Asciano Limited
- Company type: Public
- Traded as: ASX: AIO
- Industry: Transport, Logistics, Stevedoring and Rail transport
- Founded: 2007
- Defunct: 16 August 2016
- Fate: Split into separate companies as of 2016
- Successor: Pacific National Patrick Container Terminals Bulk & Automotive Port Services
- Headquarters: 476 St Kilda Road, Melbourne Australia
- Area served: Australia
- Key people: Malcolm Broomhead (Chairman) John Mullen (CEO)
- Subsidiaries: Pacific National Patrick Corporation
- Website: www.asciano.com.au

= Asciano Limited =

Former Australian logistics company

Asciano Limited was an Australian freight logistics company, operating in railway freight and shipping. Asciano was demerged from Toll Holdings in 2007, and owned Patrick Corporation and Pacific National as subsidiary companies. Asciano specialised in bulk and container shipping and transportation, with port and train operations across Australia. It had over 8,000 employees. It was an ASX 50 company.

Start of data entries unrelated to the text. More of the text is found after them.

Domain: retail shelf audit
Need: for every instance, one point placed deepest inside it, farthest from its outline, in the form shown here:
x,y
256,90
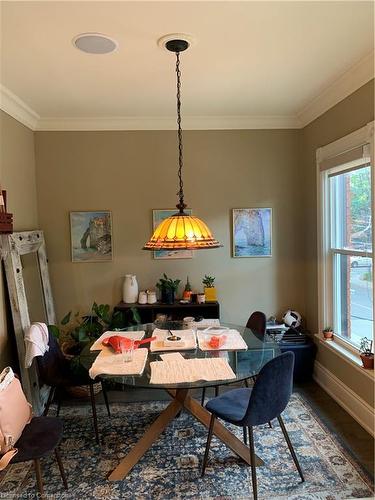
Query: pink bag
x,y
15,413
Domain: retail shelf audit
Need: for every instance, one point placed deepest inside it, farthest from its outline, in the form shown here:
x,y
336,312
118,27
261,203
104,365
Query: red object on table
x,y
118,342
215,342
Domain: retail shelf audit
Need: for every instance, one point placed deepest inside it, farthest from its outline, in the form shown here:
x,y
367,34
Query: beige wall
x,y
350,114
132,172
17,175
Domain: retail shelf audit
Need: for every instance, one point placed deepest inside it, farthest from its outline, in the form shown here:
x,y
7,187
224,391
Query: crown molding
x,y
169,123
350,81
357,76
17,108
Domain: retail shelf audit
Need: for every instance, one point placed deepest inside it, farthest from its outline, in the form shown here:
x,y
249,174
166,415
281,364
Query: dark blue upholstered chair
x,y
248,407
54,370
39,438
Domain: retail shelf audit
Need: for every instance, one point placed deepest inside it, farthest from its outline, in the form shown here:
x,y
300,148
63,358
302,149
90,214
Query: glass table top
x,y
244,363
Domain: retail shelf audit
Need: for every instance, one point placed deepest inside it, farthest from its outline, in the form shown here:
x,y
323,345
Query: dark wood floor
x,y
351,435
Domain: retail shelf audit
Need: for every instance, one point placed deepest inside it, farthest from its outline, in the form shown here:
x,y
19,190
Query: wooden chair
x,y
257,322
54,371
39,438
248,407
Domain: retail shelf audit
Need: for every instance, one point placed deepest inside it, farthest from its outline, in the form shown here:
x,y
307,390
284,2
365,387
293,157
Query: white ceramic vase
x,y
130,289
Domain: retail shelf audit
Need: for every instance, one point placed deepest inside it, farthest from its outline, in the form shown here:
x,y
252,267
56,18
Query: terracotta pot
x,y
367,361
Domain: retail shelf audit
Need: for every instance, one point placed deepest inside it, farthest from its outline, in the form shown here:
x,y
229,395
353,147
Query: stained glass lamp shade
x,y
181,231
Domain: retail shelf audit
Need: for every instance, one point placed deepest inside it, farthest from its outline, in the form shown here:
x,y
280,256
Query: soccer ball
x,y
292,318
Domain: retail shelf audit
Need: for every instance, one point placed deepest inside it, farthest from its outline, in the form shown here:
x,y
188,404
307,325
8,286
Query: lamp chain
x,y
181,205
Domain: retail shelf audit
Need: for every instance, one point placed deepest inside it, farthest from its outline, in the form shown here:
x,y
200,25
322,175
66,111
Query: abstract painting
x,y
91,236
157,217
252,232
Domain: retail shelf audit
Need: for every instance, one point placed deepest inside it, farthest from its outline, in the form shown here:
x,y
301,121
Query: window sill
x,y
348,355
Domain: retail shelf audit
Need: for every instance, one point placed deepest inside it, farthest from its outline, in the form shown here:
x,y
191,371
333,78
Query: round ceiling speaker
x,y
95,43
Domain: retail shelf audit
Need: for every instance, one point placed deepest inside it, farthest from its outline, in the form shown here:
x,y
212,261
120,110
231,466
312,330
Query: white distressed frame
x,y
13,246
362,137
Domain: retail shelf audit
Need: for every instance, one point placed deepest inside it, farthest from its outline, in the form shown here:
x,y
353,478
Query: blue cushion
x,y
230,406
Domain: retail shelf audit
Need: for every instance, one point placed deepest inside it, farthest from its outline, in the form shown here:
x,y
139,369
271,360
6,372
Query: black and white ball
x,y
292,318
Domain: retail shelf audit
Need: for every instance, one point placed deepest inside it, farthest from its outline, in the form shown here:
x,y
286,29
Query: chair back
x,y
257,322
272,390
52,366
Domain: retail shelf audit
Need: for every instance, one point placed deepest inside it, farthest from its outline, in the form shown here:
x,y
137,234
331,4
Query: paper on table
x,y
98,346
205,323
233,342
108,363
187,336
171,356
190,370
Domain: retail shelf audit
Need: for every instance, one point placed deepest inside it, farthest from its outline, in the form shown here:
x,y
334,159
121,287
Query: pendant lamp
x,y
181,231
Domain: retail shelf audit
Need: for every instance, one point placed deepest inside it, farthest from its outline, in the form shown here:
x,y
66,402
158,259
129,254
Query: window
x,y
346,193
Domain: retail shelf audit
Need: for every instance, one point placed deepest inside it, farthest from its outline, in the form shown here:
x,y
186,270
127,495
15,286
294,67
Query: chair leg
x,y
58,402
61,468
39,480
93,406
253,467
105,395
290,446
203,396
49,401
208,444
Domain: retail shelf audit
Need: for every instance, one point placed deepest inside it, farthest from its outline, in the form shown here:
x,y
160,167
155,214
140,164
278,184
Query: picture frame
x,y
251,232
158,215
91,236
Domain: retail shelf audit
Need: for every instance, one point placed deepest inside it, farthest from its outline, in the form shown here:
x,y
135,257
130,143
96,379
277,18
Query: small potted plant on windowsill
x,y
367,357
168,289
328,333
209,288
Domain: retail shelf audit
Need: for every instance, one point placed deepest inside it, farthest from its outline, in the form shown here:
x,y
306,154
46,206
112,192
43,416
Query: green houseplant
x,y
366,354
209,288
77,331
168,288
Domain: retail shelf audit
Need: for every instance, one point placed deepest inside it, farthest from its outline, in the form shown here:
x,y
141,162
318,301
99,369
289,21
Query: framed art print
x,y
252,232
157,217
91,236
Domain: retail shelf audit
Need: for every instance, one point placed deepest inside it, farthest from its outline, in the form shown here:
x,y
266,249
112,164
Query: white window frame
x,y
363,137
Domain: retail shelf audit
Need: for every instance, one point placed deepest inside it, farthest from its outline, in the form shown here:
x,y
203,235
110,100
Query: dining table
x,y
245,363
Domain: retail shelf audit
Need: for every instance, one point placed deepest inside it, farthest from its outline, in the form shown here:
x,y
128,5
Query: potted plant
x,y
168,288
328,333
366,354
209,288
187,292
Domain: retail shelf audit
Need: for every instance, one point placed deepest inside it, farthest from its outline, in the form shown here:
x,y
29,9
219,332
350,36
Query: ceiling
x,y
261,63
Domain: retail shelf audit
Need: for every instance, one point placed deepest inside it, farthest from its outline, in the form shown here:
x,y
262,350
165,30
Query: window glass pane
x,y
350,200
353,298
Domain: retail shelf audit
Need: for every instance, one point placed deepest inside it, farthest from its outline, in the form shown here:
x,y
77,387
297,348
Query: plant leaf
x,y
66,318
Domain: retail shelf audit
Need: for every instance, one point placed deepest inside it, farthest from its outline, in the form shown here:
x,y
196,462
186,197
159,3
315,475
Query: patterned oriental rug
x,y
171,469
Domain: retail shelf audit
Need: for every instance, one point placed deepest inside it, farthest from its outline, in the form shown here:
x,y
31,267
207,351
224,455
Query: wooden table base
x,y
181,399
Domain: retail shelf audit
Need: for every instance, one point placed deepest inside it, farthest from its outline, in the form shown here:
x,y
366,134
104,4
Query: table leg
x,y
148,438
227,437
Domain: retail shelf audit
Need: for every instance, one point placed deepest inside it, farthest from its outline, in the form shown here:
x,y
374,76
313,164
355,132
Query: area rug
x,y
171,469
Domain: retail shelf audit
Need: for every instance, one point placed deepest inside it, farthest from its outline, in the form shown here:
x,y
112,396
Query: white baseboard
x,y
361,411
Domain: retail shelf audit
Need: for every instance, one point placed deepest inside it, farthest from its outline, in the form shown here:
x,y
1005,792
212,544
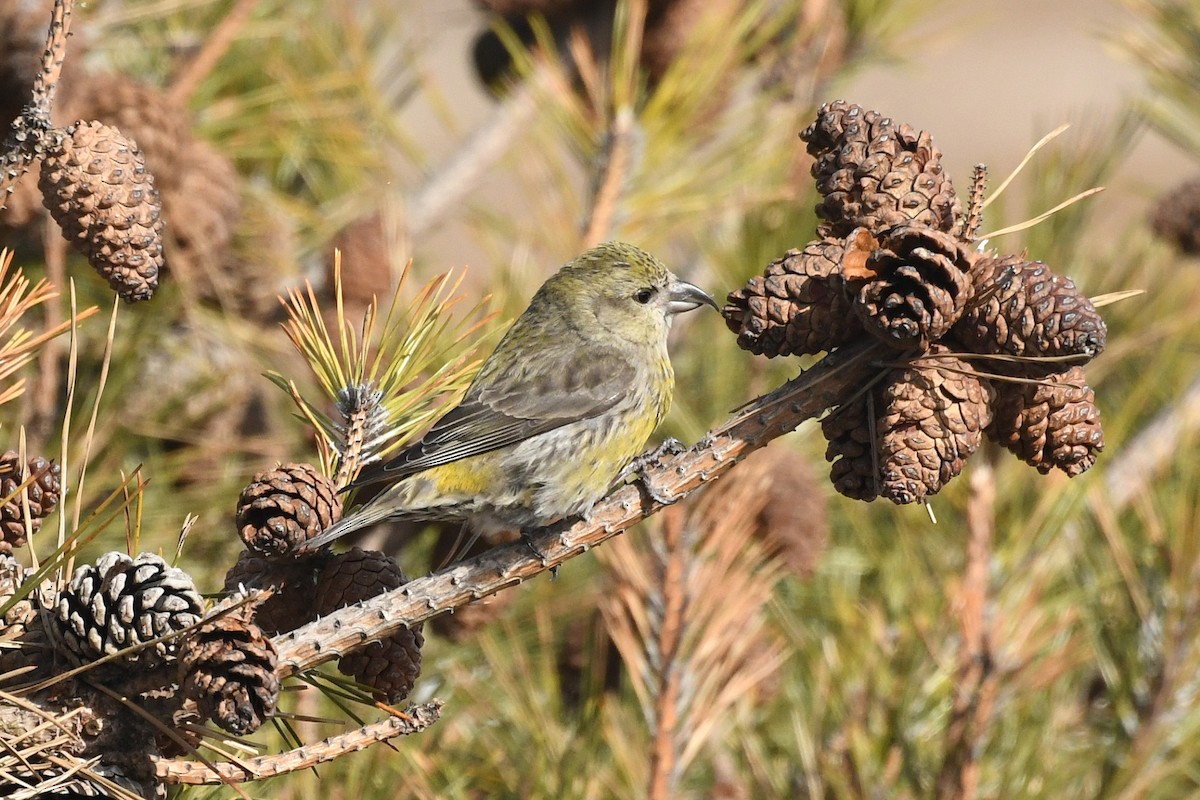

In June 2015, Brookfield Infrastructure Partners launched a takeover offer for the company, and Qube Holdings later made a counter offer. The offers had attracted the attention of the Australian Competition & Consumer Commission, with both already owning transport and port operations in Australia.

On 3 June 2016, shareholders of Asciano voted in favour of the takeover bid with the Foreign Investment Review Board announcing that it had no objections for the offer on 27 July 2016. The scheme implementation date was set on 19 August 2016 where payment of the Scheme consideration took place and the transaction was to be completed. After this date the assets of Asciano were to be divided as below.
- Asciano, including the Pacific National business became owned by Australian Logistics Acquisition Investments Pty Limited, a consortium of Global Infrastructure Partners, CPP Investment Board, China Investment Corporation, GIC and British Columbia Investment Management Corporation. The transfer was completed on 19 August 2016.
- The Patrick Container Terminals business became owned by the Ports HoldCo joint venture which is controlled by Brookfield Infrastructure Partners, GIC, British Columbia Investment Management Corporation, Qatar Investment Authority, and Qube Holdings.
- The Patrick Bulk and Automotive Port Services business became owned by Brookfield Infrastructure Partners, GIC, British Columbia Investment Management Corporation, and Qatar Investment Authority, changing its name to Linx Cargo Care Group.